We performed immunohistochemical staining of surgically resected specimens to evaluate TILs and TLSs. Representative images are shown in Fig. 1(a: CD3-high, b: CD3-low, c: TLSs-high, d: TLSs-low). We performed the ROC curve analysis to determine the cutoff value for TILs and TLSs. However, the area under the curve (AUC) was small; thus, we did not select the ROC curve analysis to decide the cutoff value. Instead, we defined the median as the cutoff value in all TILs and TLSs markers. The cutoff value of CD3-positive TILs, CD8-positive TILs, CD103-positive TILs, and Foxp3-positive TILs were 42.5, 31.7, 3.2, and 2.9 per field, respectively. The cutoff value of TLSs (CD20-positive density) was 0.367% per field. We divided the patients into two groups according to the cutoff value: CD3-high group (n = 51) and CD3-low group (n = 51); CD8-high group (n = 51) and CD8-low group (n = 51); CD103-high group (n = 52) and CD103-low group (n = 50); Foxp3-high group (n = 51) and Foxp3-low group (n = 51); and TLSs-high group (n = 51) and TLSs-low group (n = 51). The 5-year OS was significantly better in the patients with CD3-high group (38.1%) than in the patients with CD3-low group (15.0%) (p = 0.0181) (Fig. 2a). The 5-year OS was significantly better in the patients with CD8-high group (37.4%) than in the patients with CD8-low group (15.7%) (p = 0.0173) (Fig. 2b). The 5-year OS was significantly better in the patients with TLSs-high group (38.0%) than in the patients with TLSs-low group (15.4%) (p = 0.0412) (Fig. 2c). In terms of the OS for CD103 and Foxp3, there was no significant difference between the two groups (Supplementary Figs. 1a-b).

A time-dependent ROC curve was introduced at 3 years from the first PM to determine the optimal cutoff value for NLR immediately before the most recent PM. The cutoff value was defined as the point on the curve that was closest to the upper left corner of the plot. The optimal cutoff value for NLR was 1.88 (area under the curve [AUC] = 0.619, 95% confidence interval [CI] 0.509–0.729) (Supplementary Fig. 2). We divided the patients into two groups according to the cutoff value: NLR-high group (n = 62) and NLR-low group (n = 40). The 5-year OS was significantly better in the patients with NLR-low group (39.3%) than in the patients with NLR-high group (17.7%) (p = 0.0179) (Fig. 3).

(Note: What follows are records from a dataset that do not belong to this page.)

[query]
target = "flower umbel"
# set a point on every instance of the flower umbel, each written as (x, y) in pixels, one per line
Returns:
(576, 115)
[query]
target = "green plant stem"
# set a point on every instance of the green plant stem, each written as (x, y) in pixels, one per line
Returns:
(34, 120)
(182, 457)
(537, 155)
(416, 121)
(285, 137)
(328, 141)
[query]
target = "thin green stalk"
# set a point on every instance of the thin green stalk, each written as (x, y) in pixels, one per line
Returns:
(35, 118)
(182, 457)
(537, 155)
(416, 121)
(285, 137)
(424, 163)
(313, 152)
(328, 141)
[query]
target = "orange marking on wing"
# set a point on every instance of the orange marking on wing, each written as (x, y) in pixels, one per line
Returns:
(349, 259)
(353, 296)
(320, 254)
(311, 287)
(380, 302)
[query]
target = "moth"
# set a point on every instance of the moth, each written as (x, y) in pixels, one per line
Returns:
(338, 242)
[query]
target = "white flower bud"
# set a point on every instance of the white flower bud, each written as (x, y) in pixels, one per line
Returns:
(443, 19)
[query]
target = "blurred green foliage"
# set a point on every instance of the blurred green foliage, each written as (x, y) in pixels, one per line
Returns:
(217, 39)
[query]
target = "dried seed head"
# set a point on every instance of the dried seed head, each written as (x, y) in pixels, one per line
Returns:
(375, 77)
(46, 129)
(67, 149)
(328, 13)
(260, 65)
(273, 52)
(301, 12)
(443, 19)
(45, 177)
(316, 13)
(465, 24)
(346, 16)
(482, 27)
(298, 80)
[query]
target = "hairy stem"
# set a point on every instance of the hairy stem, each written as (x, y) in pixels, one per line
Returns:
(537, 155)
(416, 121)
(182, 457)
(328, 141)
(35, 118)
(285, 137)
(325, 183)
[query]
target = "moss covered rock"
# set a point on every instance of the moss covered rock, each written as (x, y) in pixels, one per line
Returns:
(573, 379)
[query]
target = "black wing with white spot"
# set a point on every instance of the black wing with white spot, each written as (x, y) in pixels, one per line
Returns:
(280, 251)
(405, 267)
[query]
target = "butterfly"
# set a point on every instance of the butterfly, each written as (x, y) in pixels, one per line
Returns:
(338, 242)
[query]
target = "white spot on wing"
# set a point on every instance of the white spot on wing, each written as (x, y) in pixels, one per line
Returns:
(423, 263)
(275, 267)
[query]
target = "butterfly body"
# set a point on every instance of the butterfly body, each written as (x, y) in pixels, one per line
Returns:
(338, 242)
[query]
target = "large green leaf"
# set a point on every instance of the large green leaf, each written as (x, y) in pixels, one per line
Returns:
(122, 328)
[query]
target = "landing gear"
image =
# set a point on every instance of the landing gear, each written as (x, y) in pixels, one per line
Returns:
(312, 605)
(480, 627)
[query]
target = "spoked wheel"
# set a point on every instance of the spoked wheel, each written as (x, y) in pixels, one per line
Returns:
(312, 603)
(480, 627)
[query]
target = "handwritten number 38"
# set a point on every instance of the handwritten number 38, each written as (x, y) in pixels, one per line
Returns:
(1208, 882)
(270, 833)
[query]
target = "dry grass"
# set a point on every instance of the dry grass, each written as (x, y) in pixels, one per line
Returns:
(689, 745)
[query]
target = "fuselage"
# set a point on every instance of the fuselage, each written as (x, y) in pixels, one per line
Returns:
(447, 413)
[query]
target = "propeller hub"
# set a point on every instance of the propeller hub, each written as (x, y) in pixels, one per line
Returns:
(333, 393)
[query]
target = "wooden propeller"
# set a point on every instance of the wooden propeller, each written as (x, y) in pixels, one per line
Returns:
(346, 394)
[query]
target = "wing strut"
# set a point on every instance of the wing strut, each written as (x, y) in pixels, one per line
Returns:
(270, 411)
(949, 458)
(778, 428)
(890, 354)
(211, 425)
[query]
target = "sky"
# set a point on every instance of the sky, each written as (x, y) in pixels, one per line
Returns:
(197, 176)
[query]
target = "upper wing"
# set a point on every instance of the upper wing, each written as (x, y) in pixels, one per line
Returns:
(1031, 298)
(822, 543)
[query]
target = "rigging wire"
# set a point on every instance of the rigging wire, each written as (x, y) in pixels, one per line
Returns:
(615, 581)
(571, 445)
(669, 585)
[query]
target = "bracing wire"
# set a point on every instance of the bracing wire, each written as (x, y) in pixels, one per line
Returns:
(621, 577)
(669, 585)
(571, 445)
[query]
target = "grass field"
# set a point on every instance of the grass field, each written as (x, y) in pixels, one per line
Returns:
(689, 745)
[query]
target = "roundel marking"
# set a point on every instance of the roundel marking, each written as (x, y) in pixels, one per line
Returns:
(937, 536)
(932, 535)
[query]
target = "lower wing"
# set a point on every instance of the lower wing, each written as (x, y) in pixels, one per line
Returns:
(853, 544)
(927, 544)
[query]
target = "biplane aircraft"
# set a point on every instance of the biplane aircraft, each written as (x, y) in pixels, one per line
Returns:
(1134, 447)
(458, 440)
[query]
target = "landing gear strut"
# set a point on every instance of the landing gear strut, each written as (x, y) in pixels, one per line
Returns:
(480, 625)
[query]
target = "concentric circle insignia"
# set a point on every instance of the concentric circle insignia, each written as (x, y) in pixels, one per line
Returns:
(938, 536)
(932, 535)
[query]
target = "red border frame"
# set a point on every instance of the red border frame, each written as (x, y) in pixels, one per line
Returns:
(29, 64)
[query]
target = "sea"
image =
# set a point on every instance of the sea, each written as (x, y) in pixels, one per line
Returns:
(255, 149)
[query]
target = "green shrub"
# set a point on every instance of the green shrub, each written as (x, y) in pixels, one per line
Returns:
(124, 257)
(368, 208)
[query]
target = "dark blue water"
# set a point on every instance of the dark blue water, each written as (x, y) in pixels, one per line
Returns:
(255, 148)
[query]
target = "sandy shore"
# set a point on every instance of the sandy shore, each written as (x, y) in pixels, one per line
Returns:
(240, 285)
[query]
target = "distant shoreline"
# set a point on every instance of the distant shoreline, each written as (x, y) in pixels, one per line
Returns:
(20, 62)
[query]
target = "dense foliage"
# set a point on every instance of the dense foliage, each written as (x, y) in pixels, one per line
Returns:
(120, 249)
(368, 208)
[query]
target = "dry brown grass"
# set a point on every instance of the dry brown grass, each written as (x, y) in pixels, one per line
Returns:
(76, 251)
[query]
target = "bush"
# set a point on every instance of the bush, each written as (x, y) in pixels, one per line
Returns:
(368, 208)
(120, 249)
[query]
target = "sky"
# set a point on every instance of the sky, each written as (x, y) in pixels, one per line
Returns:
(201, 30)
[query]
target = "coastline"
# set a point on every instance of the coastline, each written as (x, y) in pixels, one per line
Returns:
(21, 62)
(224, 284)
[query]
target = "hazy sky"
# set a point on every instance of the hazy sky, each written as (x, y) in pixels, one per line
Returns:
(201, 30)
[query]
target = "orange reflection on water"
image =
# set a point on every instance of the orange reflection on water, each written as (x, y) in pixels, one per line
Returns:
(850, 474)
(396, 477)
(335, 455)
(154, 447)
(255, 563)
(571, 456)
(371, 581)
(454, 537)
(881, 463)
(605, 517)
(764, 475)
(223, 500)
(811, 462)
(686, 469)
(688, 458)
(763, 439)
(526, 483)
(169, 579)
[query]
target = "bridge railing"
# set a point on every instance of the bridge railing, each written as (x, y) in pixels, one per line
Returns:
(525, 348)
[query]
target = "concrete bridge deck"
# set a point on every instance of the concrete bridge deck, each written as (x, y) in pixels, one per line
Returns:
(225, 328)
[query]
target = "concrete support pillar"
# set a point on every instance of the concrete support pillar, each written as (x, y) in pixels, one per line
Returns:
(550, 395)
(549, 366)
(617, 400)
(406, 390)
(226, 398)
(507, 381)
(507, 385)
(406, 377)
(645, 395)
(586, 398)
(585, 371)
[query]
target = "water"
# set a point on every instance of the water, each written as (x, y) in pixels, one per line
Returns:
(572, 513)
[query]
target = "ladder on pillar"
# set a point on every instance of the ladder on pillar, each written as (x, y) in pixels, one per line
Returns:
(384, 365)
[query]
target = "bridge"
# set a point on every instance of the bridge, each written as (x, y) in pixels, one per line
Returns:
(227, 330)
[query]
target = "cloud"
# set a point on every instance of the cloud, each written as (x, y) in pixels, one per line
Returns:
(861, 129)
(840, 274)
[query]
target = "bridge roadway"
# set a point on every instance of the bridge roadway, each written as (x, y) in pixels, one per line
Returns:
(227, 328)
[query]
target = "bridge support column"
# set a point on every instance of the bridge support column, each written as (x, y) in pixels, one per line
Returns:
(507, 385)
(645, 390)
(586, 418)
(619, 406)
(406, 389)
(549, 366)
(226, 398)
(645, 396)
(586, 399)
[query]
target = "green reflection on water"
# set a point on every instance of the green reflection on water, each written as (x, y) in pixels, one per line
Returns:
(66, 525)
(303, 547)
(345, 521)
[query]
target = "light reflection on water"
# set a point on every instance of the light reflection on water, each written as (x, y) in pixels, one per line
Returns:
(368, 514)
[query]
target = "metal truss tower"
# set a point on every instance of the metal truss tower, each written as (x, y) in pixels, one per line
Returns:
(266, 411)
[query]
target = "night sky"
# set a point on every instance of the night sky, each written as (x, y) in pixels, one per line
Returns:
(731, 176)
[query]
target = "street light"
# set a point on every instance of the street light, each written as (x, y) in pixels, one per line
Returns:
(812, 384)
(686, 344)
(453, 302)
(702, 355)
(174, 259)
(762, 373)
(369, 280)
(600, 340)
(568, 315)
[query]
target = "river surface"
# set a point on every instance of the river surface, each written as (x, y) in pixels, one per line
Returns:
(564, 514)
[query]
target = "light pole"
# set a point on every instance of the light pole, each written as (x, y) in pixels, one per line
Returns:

We found that CD3-positive TILs, CD8-positive TILs, TLSs, and NLR were correlated with the survival of patients undergoing PM for pulmonary metastases from uterine leiomyosarcoma. We performed an interaction analysis of CD8-positive TILs or TLSs and NLR. However, there was no interaction between them (CD8-positive TILs and NLR; p = 0.702, TLSs and NLR; p = 0.512) (Supplementary Figs. 3a, b), indicating that the status of tumor tissue and systemic inflammation were independent. Therefore, we assessed the impact of the combination of CD8-positive TILs or TLSs and NLR on the prognosis of patients undergoing PM for pulmonary metastases from uterine leiomyosarcoma. We divided the patients into four groups according to the combination of these factors, respectively. Regarding CD8-positive TILs and NLR, the OS of CD8-high/NLR-low group was significantly better than that of CD8-low/NLR-high group (p = 0.0078) (Fig. 4a). The 5-year OS was 53.6% in CD8-high/NLR-low group. This result was better than that of only CD8-high group (37.4%) or that of only NLR-low group (39.3%). In terms of TLSs and NLR, the OS of TLSs-high/NLR-low group was significantly better than that of TLSs-low/NLR-high group (p = 0.010) (Fig. 4b). The 5-year OS was 51.6% in TLSs-high/NLR-low group. This result was better than that of only TLSs-high group (38.0%) or that of only NLR-low group (39.3%).